Bilovodsk is located on the Derkul river, a left tributary of the Donets.[2][3] Chalk deposits in the springs that flow into the river give it a white color, which is where the name of the town, Bilovodsk, lit.'White Water' comes from. Bilovodsk is located in the northeast part of Luhansk Oblast, 92 kilometres (57 mi) from the oblast center Luhansk.[2]
History
Early history
Remnants of a Neolithic settlement have been uncovered near the settlement.[2]
Bilovodsk was originally founded in 1686. Its first inhabitants were Cossacks who settled on the free land, as well as fugitive serfs fleeing their enslavers. However, due to the fact that the settlement was founded without the Tsar's permission and the residents took part in the Bulavin Rebellion, the government of the Tsardom of Russia sent a punitive expedition that burned down the village by royal decree in 1708. The area was resettled in 1717.[2]
According to the Russian Empire census of 1897, out of the 12,630 inhabitants of Bilovodsk, only about 1,300 were literate.[2]
In the Soviet Union
Bilovodsk saw fighting during the Russian Civil War.[2] Eventually, the town was captured and the war was won by the Bolsheviks, who established the Soviet Union on much of the territory of the former Russian Empire.[4] In 1923, Bilovodsk Raion was established,[5] with Bilovodsk as its administrative center.[6] As a result of the Holodomor, a manmade famine in Soviet Ukraine between 1932 and 1933, there were a documented 185 deaths in Bilovodsk and surrounding villages.[7]
During World War II, Bilovodsk was occupied by Nazi Germany between July 13, 1942 and January 20, 1943. During the occupation, they heavily destroyed the economy and infrastructure of the entire Bilovodsk Raion, and kidnapped 136 young people from Bilovodsk alone for forced labor in Germany.[4] The village received urban-type settlement status in 1957.[6]
Bilovodsk Raion was abolished in 18 July 2020 as part of nationwide administrative reforms in Ukraine.[9][10] The area of Bilovodsk Raion, including Bilovodsk itself was merged into Starobilsk Raion.[11]

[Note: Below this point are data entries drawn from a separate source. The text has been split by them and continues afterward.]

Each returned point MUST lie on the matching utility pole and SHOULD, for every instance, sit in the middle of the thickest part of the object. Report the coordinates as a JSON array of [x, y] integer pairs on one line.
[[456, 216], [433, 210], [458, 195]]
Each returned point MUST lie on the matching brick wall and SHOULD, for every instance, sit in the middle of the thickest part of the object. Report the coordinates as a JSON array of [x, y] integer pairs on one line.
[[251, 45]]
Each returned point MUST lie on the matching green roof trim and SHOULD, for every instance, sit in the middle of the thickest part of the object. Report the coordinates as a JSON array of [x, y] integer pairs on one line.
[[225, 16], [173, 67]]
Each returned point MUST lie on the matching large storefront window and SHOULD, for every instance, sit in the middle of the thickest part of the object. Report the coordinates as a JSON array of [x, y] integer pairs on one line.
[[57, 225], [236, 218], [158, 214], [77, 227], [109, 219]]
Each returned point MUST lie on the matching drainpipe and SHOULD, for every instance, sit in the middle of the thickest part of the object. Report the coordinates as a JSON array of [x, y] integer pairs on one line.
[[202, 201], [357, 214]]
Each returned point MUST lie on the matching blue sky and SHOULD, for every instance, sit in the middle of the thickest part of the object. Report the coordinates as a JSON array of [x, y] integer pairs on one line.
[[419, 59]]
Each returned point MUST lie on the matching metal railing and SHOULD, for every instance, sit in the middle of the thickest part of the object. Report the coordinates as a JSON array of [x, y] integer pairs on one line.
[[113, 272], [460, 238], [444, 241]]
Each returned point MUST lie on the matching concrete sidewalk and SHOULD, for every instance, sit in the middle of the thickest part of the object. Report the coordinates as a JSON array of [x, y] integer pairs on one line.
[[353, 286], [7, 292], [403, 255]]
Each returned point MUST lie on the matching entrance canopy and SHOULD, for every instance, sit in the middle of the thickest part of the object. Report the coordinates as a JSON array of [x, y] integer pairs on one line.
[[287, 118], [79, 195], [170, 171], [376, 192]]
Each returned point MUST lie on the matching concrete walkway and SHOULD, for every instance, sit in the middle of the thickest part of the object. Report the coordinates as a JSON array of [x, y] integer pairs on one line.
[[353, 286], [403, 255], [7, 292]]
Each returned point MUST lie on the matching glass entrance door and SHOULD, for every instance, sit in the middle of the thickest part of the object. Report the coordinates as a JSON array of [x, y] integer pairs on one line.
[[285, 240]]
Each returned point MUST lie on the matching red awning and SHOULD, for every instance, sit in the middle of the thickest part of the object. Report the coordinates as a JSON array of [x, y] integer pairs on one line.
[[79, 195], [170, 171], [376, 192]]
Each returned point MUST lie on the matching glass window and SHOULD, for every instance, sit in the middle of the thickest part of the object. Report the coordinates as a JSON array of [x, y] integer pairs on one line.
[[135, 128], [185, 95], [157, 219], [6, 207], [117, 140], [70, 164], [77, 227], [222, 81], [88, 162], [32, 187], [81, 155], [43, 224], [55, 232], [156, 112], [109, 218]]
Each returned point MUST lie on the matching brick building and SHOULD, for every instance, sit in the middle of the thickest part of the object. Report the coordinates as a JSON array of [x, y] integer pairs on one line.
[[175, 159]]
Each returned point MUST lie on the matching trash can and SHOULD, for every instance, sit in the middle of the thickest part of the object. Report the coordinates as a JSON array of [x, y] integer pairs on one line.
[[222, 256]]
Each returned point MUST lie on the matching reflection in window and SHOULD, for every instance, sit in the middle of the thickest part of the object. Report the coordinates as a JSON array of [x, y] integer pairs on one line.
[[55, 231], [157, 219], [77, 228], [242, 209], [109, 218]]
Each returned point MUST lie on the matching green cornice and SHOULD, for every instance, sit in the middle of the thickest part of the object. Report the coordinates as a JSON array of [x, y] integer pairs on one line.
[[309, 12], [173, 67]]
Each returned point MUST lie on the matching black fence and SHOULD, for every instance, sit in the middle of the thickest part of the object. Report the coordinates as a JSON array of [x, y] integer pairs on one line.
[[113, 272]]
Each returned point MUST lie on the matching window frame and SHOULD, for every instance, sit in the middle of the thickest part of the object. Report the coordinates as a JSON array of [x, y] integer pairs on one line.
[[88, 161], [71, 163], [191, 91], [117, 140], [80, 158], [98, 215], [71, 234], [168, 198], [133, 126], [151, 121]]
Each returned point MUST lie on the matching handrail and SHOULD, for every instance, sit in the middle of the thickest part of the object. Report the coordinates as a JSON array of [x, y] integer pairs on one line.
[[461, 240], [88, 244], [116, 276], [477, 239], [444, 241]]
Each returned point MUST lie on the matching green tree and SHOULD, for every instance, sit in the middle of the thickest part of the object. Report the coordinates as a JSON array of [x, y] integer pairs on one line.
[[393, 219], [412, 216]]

Bilovodsk was taken over and occupied by Russia during the Russian invasion of Ukraine that began in 2022.[12] The Institute for the Study of War has described Bilovodsk, alongside Svatove and Starobilsk, as one of the few strategically important areas in northeastern Ukraine. Starobilsk sits on a major road junction, which determines which bases Russia can use in Russian territory to support attacks in Ukraine.[13]

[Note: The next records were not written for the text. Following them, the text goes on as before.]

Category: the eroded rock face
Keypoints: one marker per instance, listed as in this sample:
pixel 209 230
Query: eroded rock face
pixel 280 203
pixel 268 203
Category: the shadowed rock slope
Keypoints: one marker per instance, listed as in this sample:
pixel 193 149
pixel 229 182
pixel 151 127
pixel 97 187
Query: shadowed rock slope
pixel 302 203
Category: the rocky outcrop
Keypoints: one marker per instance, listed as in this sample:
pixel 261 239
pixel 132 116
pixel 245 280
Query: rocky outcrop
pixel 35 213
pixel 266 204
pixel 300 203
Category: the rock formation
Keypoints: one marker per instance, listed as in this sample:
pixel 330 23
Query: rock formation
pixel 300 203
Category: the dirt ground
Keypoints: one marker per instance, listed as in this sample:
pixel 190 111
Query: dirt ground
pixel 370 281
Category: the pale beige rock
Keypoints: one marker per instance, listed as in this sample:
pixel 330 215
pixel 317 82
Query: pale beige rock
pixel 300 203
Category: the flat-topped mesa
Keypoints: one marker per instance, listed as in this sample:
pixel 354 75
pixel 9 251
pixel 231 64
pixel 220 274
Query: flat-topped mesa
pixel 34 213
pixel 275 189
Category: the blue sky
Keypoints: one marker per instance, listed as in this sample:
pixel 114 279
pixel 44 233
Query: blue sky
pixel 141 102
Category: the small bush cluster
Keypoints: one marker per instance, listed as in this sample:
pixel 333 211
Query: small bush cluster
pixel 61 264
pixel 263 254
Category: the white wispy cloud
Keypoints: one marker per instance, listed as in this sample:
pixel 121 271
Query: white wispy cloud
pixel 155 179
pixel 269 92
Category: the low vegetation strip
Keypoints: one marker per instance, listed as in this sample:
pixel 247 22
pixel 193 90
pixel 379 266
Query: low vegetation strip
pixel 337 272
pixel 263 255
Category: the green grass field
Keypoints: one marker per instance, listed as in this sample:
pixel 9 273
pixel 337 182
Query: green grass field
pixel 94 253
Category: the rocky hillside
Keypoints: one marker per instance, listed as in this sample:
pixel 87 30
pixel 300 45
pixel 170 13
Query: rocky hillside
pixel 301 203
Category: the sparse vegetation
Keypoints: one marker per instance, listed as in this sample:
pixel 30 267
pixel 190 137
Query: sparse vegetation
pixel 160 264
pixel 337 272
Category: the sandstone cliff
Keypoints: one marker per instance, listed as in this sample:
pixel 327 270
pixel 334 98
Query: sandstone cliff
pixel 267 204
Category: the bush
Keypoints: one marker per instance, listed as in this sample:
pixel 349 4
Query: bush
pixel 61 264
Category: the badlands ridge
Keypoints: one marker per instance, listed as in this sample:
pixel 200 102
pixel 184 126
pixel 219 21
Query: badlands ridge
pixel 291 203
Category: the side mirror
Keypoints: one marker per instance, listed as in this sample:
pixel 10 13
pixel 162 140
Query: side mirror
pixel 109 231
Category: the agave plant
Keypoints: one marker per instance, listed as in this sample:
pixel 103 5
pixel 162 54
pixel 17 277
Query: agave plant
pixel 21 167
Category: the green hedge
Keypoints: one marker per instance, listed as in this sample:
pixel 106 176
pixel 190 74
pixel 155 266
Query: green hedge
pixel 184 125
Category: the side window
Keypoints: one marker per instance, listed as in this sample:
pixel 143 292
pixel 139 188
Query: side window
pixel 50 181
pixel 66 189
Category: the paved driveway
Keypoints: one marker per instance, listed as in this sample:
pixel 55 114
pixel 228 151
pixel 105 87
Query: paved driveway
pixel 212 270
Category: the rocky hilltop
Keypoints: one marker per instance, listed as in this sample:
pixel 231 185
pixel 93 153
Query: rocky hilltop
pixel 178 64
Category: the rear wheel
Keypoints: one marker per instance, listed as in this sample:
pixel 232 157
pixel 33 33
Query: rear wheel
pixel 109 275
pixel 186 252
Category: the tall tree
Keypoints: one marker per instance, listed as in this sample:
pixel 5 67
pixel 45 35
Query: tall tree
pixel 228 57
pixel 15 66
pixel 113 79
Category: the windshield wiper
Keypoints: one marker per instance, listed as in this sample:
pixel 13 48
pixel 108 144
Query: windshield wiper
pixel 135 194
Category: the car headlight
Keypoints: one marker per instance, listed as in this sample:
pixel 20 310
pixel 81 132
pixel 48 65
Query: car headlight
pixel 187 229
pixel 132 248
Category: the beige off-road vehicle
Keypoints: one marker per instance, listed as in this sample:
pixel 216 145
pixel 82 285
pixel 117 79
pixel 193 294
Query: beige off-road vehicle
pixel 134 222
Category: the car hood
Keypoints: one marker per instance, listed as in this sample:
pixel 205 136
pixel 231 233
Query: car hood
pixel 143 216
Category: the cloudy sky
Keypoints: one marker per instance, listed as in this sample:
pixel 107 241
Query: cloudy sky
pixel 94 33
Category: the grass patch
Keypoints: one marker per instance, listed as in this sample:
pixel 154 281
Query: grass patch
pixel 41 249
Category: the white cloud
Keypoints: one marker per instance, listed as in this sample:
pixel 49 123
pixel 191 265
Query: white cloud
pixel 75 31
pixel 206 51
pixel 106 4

In August 2022, Ukrainian Luhansk Oblast military administration head Serhiy Haidai claimed that Russia was forcibly mobilizing Ukrainians in the town, saying "men gradually started disappearing in Starobilsk, Bilovodsk, and even in the recently captured Severodonetsk and Lysychansk".[12]
On August 13, guerillas injured the Russian-installed mayor and his deputy in a roadside ambush.[14] In September 2022, during the rigged 2022 annexation referendums in Russian-occupied Ukraine, there were reports of coercion in Bilovodsk, among other places. A company director in Bilovodsk announced to employees that voting would be compulsory and anyone refusing to take part in the votes would be fired and their names given to Russian authorities.[15]
On December 21, 2022, Haidai stated that Russia had transferred over fifteen officials from Novosibirsk in Russia to serve as occupation officials in Bilovodsk.[16] The Ukrainian General Staff claimed on December 29 that the Russian military had seized a civilian hospital in Bilovodsk to treat more than 100 wounded Russian and Wagner Group servicemen.[17]
On January 1, 2023, the Ukrainian military claimed that 350 Russian servicemen were being treated in the Bilovodsk city hospital, a significant increase from the December 29 numbers.[18] On January 5, Haidai said that Russian soldiers were coercing farmers in Bilovodsk to abandon their hangars in order to accommodate Russian servicemen and personnel.[19] In October 2023, the General Staff of the Armed Forces of Ukraine announced that Russia was forcibly resettling people from Bilovodsk to Luhansk.[20]
As of the 2001 Ukrainian census, Bilovodsk had a population of 8,764. The census also recorded the ethnic statistics of its population; 85.9% were Ukrainians, 12.5% were Russians, 0.3% were Belarusians, and 1.3% were of other ethnicities. In terms of native language, 85.7% spoke Ukrainian, 14.1% Russian and 0.1% spoke another language or didn't state any native language.[6][23]